Stabilito che è il processo di maturazione della forza produttiva sociale a determinare il passaggio da un modo di produzione all'altro, giusta l'Introduzione del '57 a Per la critica dell'economia politica, tutte le volte che ci si trova di fronte a un cambiamento profondo della società occorre chiedersi quali siano le classi in movimento. Esempio: in Francia dal 1830 al 1848 matura un movimento rivoluzionario permanente che sfocia nel 1871 nella Comune di Parigi, considerata in qualche modo la fine del ciclo politico della rivoluzione borghese. Per i comunisti europei dalla Comune in poi non c'è più alcuna possibilità di contaminazione tra borghesia e proletariato, tra i programmi della ri-forma e quello dell'anti-forma. Oggi questo discorso vale per tutto il mondo, a maggior ragione nel paese in cui la classe dominante è la più decrepita.

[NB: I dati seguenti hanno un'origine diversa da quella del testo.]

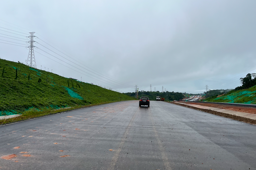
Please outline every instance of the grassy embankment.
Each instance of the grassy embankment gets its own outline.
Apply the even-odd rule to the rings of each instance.
[[[88,106],[136,99],[96,85],[2,59],[0,89],[0,116],[22,114],[0,120],[0,124]]]
[[[218,95],[207,98],[203,101],[256,104],[256,86],[239,90],[231,90],[217,97]]]

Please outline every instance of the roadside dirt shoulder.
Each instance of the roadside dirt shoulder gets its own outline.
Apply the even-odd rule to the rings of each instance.
[[[226,104],[217,103],[197,103],[196,102],[186,102],[186,103],[196,104],[201,106],[212,107],[215,108],[220,108],[226,110],[230,110],[232,111],[236,111],[245,113],[256,114],[256,107],[251,107],[247,106],[241,106],[228,105]]]
[[[184,104],[182,104],[179,103],[179,102],[172,102],[171,103],[172,104],[176,104],[177,105],[180,105],[180,106],[182,106],[183,107],[188,107],[189,108],[193,108],[194,109],[196,109],[196,110],[198,110],[198,111],[202,111],[203,112],[207,112],[209,113],[211,113],[211,114],[213,114],[214,115],[219,116],[222,116],[223,117],[225,117],[227,118],[229,118],[230,119],[232,119],[236,120],[238,120],[239,121],[241,121],[242,122],[245,122],[246,123],[251,123],[251,124],[254,124],[254,125],[256,125],[256,120],[251,119],[249,119],[248,118],[246,118],[243,117],[241,117],[240,116],[237,116],[236,115],[230,115],[230,114],[227,114],[226,113],[223,113],[222,112],[216,112],[215,111],[212,111],[211,110],[208,110],[208,109],[202,109],[202,108],[198,108],[198,107],[193,107],[190,106],[188,106],[187,105],[185,105]],[[190,104],[195,104],[195,103],[192,103],[192,102],[186,102],[186,103],[190,103]],[[210,104],[210,103],[202,103],[202,104]],[[199,105],[201,105],[201,104],[199,104]],[[224,109],[227,109],[227,108],[225,108],[224,107],[221,107],[220,106],[218,105],[218,106],[216,106],[216,105],[215,105],[215,106],[213,106],[214,105],[201,105],[203,106],[208,106],[209,107],[216,107],[216,108],[223,108]],[[216,106],[218,106],[218,107],[216,107]],[[227,106],[226,106],[224,105],[225,107],[228,107]],[[239,107],[239,108],[241,108],[241,110],[239,110],[239,109],[237,109],[238,108],[237,108],[237,106],[231,106],[231,107],[232,107],[233,109],[234,109],[234,110],[231,110],[232,111],[239,111],[239,112],[245,112],[245,113],[248,113],[248,112],[242,112],[242,108],[240,108],[241,107],[243,108],[245,107],[241,107],[241,106],[237,106]],[[236,108],[237,109],[236,109]],[[249,108],[252,108],[251,107],[250,107]],[[229,110],[231,110],[231,109],[230,109],[231,108],[231,107],[229,108],[230,109]],[[246,110],[246,109],[245,110],[243,110],[243,111],[244,111],[245,110]],[[255,112],[254,112],[254,113],[254,113],[254,114],[255,114],[256,113]]]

Si è poi passati a commentare l'impatto del recente terremoto che ha colpito il centro Italia. La crosta terrestre è in perenne movimento, forze naturali di portata gigantesca non possono essere affrontate da una società che funziona in modo unidirezionale dove le uniche "esigenze" sono quelle di maggiori profitti. Il capitalismo è il trionfo del lavoro associato e allo stesso tempo il regno anarchico dell'appropriazione privata, una contraddizione insanabile.
In chiusura di teleconferenza si è accennato alle recenti capitolazioni ideologiche della borghesia di fronte al marxismo. Jeremy Rifkin in La società a costo marginale zero sostiene che il capitalismo si sta eclissando mentre al suo posto si fa strada un nuovo paradigma, quello del "commons collaborativo". Gli fa eco Paul Mason in Postcapitalismo: grazie alla rivoluzione tecnologica stiamo vivendo una complessa fase di transizione ad una nuova società. Robot, automazione, intelligenza artificiale, Internet delle cose, disoccupazione tecnologica, sono temi ormai all'ordine del giorno. Un compagno ha segnalato la puntata Il pianeta dei robot di Presa Diretta andata in onda il 5 settembre su Rai 3.
Curioso pure l'atteggiamento dell'Economist. Nell'ultimo numero (in copertina campeggiava il titolo Uberworld) si dimostra che le autovetture possono fare benissimo a meno dei piloti in carne ed ossa. E nel penultimo, Brave new worlds, vengono descritte con entusiasmo le possibilità offerte dai viaggi nello spazio. In effetti, con lo sviluppo della sharing economy, la terra è diventata un posto inospitale per il capitalismo e i suoi rappresentanti ne traggono le logiche conseguenze: se non c'è più posto per lo sviluppo in questo pianeta, bisognerà colonizzarne altri.